After being assigned this project, my partner (Emma Kumagawa) and I searched and searched for a source who would be willing to partake and have their voice be heard. Right when we were losing hope, Candice Conti, the Marketing and Communications Director at the San Luis Obispo HotHouse, said she’d love to be our subject.
With COVID-19 taking over downtown SLO and closing down countless businesses, I was curious to find out how employees have been working from home, or if they have been unemployed until the shelter-in-place orders lifted and businesses went back to normal. I wanted to find out how middle aged to older demographics were handling everything regarding the past few months of absolute chaos.
Our first interview with Conti provided us with some new insight into how she’s approaching the pandemic and what’s going on with the HotHouse, including its reopening on May 26. She told us that she’s still been working with her intern (remotely over Zoom calls) and the HotHouse’s Startup Accelerator program is still happening this summer. This includes the same entrepreneurial guidance, mentorship, workshops, and money as before, everything would just be virtual.
“This is history that we are living through. We’re going to learn from this and we’re going to move forward as a nation, as families, as friends, and as people in general and be more cautious, be more educated, and just make better choices as we move forward,” Conti said confidently.
As the audio/video and interactivity component coordinator for our two-person team, Emma Kumagawa went through the two recorded Zoom calls we had with Conti and put together a video capturing Conti’s bubbly personality and how she’s staying optimistic about the future, and what positive changes could come from the coronavirus.
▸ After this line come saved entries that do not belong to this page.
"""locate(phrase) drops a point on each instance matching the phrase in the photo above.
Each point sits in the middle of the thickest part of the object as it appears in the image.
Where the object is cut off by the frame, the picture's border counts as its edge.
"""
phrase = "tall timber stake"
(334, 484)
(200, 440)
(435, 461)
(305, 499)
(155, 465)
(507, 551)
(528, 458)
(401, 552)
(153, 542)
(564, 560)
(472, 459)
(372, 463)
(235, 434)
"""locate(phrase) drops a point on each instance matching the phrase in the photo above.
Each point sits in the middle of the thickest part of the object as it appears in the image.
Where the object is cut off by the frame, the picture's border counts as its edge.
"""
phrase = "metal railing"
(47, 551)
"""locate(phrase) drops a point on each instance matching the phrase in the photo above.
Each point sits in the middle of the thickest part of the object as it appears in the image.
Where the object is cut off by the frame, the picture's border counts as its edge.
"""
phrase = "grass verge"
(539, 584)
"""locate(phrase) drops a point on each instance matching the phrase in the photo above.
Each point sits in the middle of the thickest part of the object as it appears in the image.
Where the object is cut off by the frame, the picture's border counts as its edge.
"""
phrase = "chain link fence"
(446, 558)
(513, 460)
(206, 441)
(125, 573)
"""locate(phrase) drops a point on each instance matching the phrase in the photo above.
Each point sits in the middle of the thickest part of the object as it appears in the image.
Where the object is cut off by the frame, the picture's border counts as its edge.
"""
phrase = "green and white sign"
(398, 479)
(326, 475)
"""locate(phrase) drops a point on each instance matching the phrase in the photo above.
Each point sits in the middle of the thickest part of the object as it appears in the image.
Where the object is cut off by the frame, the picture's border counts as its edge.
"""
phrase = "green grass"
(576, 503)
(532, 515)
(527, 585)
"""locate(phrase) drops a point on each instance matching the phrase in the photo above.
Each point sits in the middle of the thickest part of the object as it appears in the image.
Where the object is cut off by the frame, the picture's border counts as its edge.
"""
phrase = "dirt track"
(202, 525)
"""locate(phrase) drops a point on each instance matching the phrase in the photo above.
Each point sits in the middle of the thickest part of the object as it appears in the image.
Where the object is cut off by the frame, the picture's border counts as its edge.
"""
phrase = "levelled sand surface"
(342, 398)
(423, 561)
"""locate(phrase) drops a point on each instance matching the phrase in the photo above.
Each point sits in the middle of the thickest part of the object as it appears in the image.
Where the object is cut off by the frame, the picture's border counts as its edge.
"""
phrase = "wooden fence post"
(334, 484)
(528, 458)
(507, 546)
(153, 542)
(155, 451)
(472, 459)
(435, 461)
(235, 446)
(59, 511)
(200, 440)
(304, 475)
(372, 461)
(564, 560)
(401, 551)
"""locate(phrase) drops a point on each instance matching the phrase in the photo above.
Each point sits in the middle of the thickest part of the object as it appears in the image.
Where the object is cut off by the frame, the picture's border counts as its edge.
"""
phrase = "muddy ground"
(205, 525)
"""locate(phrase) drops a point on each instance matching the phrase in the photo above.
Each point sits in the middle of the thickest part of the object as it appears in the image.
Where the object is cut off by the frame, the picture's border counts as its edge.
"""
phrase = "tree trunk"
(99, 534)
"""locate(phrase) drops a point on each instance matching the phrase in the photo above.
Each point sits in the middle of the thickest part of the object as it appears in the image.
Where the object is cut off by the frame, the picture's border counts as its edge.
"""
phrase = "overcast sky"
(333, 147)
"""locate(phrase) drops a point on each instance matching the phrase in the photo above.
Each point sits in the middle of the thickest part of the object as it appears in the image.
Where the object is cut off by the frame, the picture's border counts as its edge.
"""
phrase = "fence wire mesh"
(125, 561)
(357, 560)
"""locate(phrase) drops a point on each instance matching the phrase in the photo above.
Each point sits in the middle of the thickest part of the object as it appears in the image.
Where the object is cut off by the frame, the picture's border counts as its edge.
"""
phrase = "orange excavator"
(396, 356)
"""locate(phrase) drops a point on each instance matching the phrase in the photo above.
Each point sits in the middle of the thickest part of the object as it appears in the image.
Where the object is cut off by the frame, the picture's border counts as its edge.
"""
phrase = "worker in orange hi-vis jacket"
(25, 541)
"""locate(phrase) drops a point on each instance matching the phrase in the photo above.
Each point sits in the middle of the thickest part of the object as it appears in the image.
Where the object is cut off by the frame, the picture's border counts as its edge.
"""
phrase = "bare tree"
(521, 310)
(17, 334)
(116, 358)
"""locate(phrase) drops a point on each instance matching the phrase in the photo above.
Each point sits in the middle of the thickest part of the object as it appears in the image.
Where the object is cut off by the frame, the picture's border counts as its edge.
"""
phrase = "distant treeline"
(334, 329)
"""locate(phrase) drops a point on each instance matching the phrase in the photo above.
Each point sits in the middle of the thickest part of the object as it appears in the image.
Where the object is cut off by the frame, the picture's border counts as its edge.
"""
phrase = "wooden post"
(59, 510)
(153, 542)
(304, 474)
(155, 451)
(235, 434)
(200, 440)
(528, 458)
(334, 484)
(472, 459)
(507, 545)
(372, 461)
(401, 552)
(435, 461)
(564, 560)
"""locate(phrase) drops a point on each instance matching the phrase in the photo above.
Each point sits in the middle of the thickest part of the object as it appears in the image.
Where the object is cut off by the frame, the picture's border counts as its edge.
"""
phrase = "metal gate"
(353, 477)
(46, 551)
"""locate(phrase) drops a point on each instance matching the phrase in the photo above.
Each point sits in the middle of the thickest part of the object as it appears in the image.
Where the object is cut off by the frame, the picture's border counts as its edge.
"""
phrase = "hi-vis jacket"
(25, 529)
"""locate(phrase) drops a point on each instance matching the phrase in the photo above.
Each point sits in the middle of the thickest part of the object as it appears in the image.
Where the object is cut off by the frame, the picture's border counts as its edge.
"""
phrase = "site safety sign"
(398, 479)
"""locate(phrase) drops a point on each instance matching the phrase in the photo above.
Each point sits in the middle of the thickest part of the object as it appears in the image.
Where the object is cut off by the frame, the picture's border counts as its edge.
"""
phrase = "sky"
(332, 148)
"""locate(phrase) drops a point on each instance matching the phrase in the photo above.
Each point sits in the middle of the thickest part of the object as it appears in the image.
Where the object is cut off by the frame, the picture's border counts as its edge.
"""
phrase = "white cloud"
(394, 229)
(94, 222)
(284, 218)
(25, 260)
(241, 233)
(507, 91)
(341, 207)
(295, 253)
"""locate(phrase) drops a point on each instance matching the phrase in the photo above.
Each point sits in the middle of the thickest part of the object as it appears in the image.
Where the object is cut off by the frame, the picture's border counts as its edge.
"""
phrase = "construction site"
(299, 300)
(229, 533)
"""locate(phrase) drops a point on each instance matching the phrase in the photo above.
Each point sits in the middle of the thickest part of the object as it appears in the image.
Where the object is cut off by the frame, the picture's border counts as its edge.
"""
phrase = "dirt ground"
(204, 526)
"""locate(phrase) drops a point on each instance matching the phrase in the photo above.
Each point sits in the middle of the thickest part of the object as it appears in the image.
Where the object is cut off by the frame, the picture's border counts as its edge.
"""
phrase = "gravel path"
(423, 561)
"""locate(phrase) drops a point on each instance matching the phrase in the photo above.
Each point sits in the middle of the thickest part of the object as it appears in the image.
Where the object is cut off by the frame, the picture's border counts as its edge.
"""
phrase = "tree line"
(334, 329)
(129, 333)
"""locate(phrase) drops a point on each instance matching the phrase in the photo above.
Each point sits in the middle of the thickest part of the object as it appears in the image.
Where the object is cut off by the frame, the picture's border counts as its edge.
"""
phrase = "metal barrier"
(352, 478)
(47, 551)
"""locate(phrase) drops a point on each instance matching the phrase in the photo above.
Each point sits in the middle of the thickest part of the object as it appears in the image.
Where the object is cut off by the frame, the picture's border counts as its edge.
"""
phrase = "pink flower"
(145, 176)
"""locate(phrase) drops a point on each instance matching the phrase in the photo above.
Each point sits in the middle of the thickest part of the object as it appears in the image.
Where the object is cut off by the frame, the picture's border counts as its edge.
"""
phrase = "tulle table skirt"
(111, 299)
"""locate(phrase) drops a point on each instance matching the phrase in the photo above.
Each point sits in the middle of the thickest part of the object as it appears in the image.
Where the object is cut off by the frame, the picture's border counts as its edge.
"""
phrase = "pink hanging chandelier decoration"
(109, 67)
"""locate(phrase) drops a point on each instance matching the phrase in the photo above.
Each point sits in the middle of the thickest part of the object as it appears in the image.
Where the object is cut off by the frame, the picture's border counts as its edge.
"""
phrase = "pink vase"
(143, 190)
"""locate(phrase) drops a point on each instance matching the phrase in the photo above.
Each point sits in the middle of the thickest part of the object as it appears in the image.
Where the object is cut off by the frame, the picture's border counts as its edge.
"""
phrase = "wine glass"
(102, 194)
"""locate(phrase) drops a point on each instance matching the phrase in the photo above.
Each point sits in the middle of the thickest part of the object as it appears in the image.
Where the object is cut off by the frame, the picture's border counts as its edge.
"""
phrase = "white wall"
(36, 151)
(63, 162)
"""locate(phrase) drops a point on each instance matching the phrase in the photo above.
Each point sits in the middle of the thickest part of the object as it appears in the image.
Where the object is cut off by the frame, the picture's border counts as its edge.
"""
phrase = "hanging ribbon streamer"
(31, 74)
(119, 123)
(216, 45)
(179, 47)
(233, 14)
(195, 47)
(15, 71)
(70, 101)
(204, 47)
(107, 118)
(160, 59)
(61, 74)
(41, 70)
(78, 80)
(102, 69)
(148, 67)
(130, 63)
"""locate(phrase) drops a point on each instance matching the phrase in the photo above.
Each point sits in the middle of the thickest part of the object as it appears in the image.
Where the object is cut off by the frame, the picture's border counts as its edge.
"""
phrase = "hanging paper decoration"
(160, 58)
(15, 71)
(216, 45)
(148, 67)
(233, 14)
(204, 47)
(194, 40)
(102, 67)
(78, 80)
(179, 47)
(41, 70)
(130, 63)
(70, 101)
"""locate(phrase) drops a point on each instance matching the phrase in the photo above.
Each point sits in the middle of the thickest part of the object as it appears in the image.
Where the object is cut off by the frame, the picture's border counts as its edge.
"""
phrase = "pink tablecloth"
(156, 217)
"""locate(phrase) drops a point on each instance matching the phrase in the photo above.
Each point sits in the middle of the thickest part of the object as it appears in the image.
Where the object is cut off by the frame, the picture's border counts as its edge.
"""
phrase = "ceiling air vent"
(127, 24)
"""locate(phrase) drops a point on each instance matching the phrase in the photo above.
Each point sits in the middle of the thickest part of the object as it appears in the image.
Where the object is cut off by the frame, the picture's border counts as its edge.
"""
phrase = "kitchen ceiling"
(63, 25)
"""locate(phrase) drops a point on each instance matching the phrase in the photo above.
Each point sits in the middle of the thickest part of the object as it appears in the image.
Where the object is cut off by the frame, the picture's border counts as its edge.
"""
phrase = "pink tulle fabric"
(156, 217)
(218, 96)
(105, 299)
She also created an audio slideshow featuring hothouse innovators giving advice for getting through challenging times.
“I really enjoyed talking to Candice and taking a deep dive into the local entrepreneur world. Even in the most challenging of times, the HotHouse is still adapting and progressing. I think it’s a huge source of inspiration to look towards when work gets discouraging,” Kumagawa said.
As the strategy/engagement and word coordinator for this project, I’ve really enjoyed the experience and structure of the course. I was skeptical about how we would be able to fully report and capture a pandemic virtually, but I think the virus has been a “blessing in disguise.” It’s given me a sense of what it’s like to be a journalist right now, and I have gained countless skills. We appreciate the time and energy Candice gave us, and we hope her story will answer questions some might have about the HotHouse or SLO businesses in general.